[comp.arch] N-10 info

neideck@nestvx.dec.com (Burkhard Neidecker-Lutz) (02/27/89)

 
 
Ok, I have a 5 page article describing the beast in front of me:
 
The chip is approximately 1 x 1.5 cm square and contains slightly more
than 1 Million transistors. Intended speed is 50 Mhz, which they seem
to achieve in the lab at room temperature. The technology used is called
CHMOS-IV with 1 micron linewidths. 
 
There are three major parts to the machine:
 
	- Caches and MMU/Businterface
	- a 32-bit Integer-RISC-CPU
	- a floating point vector engine with special graphics hardware
 
each covering approximately one third of the chip.
 
Both the instruction and data cache are 2-way set-associative
and driven by logical addresses, line size 32 bytes. Instruction
cache is 4 KByte, the data cache 8 KByte with a copy-back strategy.
The external data bus is 64 bit wide and has special logic on
chip to support fast page mode drams ("Next near pin"). The MMU
has a 64-entry, 4-way set-associative TLB.
 
The integer RISC unit has 32 32-bit registers and separate busses for
data and instructions (4 32-bit busses). The instruction cache can be accessed
either a 32-bit (integer) instruction at a time or can deliver an integer
and a floating point instruction (via a second 32-bit instruction data path
to the vector floating point unit) simultaneously. The same applies to the
data cache, which can either be accessed as 32-bit from the integer RISC
or as 128 (yes, TWO doubles at a time !) from the floating point control
unit. Loads and stores each take a single cycle, with the load delay slot
supported by hardware interlocks. Pipeline depth is 4. 
 
The FPCU has a 5-port register file of unknown (to me) size, with
3 ports feeding the two 64-bit inputs to the vector unit and one port receiving
from there. The two other ports can be used by pipelined load and store
instructions at the same time without interference with the data cache.
 
The vector unit contains a floating point multiplier and a adder. Adder and
multiplier can produce a result each cycle, but double precision multiply
takes 2 cycles each. There are 3 temporary registers and chaining data
paths to allow for the peak rate of 100 MFLOPS when adder and multiplier
are both running. The pipeline depth is 3 cycles.
 
On the same data path is a graphics unit that handles 32-bit Z-buffering for
hidden surface elimination and Gourad- and Phong-Shading of surfaces. They
claim 21 million Gouradshaded pixels per second (heck, what a meaningless
measure...). 
 
As to positioning:
 
The article is entitled: "The CRAY on a desktop - a vision becomes a
reality". They claim more than 50% CRAY-1 performance for all levels of
vectorization in single precision (single precision performance on a CRAY ?)

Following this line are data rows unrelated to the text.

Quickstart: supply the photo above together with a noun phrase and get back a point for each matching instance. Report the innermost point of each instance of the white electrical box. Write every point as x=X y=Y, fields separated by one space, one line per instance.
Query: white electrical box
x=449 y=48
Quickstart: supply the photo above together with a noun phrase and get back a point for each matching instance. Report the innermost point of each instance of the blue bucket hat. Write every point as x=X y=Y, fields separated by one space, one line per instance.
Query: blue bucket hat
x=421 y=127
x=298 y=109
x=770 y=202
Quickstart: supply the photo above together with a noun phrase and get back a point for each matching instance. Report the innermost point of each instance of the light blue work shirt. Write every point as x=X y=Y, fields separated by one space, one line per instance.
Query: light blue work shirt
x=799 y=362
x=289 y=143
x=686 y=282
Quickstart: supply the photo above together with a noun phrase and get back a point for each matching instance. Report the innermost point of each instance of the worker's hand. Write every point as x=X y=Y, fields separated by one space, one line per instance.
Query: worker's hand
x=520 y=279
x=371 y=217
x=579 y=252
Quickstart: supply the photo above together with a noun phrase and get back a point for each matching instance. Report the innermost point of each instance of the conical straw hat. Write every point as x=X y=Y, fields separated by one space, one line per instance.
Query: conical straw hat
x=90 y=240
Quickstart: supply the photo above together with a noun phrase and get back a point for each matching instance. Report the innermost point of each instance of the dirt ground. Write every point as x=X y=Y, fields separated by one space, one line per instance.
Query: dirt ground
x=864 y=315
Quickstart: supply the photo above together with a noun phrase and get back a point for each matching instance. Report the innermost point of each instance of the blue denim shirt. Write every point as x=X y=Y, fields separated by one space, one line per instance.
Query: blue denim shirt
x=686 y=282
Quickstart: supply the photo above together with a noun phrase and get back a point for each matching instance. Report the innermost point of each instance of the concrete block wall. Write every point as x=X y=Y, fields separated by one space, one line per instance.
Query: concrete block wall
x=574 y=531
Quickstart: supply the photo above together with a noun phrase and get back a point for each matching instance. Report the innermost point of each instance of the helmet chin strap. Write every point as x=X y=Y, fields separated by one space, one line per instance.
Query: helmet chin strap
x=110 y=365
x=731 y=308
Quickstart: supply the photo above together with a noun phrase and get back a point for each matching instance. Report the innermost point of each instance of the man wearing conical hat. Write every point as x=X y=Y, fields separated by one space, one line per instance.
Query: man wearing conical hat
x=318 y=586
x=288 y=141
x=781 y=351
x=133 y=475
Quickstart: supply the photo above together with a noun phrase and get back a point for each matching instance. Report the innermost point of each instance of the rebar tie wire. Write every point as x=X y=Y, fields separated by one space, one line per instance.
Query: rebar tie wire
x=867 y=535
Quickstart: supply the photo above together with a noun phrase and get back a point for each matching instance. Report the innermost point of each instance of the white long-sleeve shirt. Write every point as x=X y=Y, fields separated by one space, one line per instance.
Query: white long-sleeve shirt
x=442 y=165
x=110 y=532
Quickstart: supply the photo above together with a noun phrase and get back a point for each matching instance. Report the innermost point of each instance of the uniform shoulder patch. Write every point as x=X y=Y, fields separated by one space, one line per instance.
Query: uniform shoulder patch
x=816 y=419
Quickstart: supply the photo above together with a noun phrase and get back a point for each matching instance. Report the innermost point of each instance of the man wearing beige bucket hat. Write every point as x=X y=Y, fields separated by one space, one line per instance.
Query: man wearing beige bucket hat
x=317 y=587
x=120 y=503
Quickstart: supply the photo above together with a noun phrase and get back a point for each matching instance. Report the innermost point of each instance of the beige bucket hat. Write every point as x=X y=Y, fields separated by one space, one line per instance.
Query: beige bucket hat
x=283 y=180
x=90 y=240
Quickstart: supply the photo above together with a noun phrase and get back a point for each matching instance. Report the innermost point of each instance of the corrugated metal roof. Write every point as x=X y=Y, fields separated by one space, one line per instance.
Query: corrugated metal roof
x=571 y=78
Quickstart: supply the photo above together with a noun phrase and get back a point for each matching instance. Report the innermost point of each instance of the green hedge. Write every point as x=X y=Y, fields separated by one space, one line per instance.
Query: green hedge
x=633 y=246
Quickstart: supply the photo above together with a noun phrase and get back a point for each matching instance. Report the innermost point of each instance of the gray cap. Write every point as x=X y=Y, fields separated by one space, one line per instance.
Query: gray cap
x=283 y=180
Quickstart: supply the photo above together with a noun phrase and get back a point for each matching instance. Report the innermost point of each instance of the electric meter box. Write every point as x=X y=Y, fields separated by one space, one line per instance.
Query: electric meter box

and 25% in double precision, with 50-75% performance for the 50-80%
vectorization levels.
 
The articles author (from Intel) positions it as a single chip Ardent TITAN
or Stellar, but he also mentions Convex and Alliant as possible victims.
They clearly see this as a chip for single user systems, exemplified
by touting it as "PC" in the examples.
 
My opinion is that this is an impressive chip (the on-chip caches can
deliver 1.2 GIGA-Bytes/second !) but I don't think they can build
it in volume before 1990. It is an attempt to scare off people from other
architectures before the door has closed for Intel. What I really like is
that it gives you a glimpse of what you will be able to do with a single
chip in a years time frame :-).
 
 
	Burkhard Neidecker-Lutz, Digital CEC-Karlsruhe, Project NESTOR
 
PS: All this was extracted from 4 schematic drawings of the data pathes
    of the chip, so please correct if I went wrong.